Over half of those surveyed (54%) called for the next elected government to be more aggressive with planning permissions on brownfield sites to enable house building. Only 11% voted to loosen Green Belt restrictions, dispelling the myth that the construction industry wants to build on protected land.
Although the industry isn’t wholly satisfied with current housing policy, Gavin Barwell was voted overwhelmingly in favour as the best man for the job of Housing Minister, with the next name suggested, Boris Johnson, only receiving a quarter of the number of nominations. Labour’s John Healey, previous Housing Minister under the Labour government, was the third suggestion.
77% of those surveyed believe the only way to reach 1 million homes by 2020 is by state intervention, and for a council house building programme to begin.
For infrastructure, there was a two way split between Vince Cable and Sir Richard Branson who were both voted as the best people to lead UK infrastructure projects, followed by Sir Alan Sugar and Sir James Dyson. A clear indication the industry feels it needs entrepreneurial visionaries to successfully take projects forward to 2021.
On being the highest ranked politician, Sir Vince Cable commented: “I am very pleased with the accolade. Construction badly needs a stronger voice in political life. It is a massively important industry.”
In terms of major projects the industry is generally positive about these going ahead with a Conservative government, with HS2 and Heathrow seen as the safest projects followed by Hinkley point (56%), Crossrail 2 (54%), Thames Tideway (32%) and the road renewal building programme (26%).
However, there is a real concern that major projects will stall if the Conservative government is not re-elected, with a majority of those surveyed believing all projects will stall with HS2 coming out on top (44%) followed by Crossrail 2 (40%) followed by the road renewal building programme (40%), Hinkley Point (30%), Thames Tideway (30%) and Heathrow third runway (26%).

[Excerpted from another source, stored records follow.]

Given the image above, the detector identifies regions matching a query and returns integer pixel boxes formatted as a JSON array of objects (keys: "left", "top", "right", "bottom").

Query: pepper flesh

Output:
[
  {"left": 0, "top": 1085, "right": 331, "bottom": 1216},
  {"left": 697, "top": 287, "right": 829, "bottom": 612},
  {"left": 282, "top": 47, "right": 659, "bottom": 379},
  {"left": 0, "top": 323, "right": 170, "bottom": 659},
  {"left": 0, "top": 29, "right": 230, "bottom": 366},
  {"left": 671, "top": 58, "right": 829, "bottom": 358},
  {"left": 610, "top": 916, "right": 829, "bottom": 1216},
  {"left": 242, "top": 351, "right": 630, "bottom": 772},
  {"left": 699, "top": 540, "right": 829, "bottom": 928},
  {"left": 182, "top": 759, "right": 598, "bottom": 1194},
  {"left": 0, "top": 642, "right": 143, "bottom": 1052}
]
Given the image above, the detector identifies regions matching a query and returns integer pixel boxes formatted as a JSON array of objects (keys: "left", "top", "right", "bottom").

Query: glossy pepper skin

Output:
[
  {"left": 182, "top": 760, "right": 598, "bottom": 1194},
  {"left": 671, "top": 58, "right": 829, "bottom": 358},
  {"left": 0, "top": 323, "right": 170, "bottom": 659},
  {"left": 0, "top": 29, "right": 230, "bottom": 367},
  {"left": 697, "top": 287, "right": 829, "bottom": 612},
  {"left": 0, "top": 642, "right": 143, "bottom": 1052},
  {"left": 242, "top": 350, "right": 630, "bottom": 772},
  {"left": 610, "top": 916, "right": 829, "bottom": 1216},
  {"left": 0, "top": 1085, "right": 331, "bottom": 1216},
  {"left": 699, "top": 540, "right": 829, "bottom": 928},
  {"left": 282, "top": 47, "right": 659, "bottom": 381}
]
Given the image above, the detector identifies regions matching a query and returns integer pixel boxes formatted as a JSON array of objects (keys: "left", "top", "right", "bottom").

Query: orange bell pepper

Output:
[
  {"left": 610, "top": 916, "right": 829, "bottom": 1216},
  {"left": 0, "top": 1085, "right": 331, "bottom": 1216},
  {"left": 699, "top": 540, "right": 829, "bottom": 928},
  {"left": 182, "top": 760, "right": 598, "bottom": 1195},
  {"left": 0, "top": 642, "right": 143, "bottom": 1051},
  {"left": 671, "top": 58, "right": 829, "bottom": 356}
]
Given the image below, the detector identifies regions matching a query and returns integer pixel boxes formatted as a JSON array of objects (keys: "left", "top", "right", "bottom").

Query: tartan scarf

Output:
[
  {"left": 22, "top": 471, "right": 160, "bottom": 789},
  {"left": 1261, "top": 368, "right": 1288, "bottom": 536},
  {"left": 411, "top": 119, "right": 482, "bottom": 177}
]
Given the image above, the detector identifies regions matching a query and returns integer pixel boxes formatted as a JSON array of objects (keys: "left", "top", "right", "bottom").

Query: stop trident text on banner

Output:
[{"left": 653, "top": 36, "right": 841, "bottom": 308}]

Nathan Garnett, Event Director at Media 10, which runs UKCW, said: “We have seen a great deal of talk around housing and infrastructure in this general election campaign so far, so I think that the main political parties should take note of this industry wide survey. It shows that there are still a lot more assurances and interventions needed to build the homes we need and the infrastructure we have been promised. We will be using these results to make sure the main political parties know what the industry wants, and one clear message is that innovation and entrepreneurial endeavour cannot happen without government assistance.”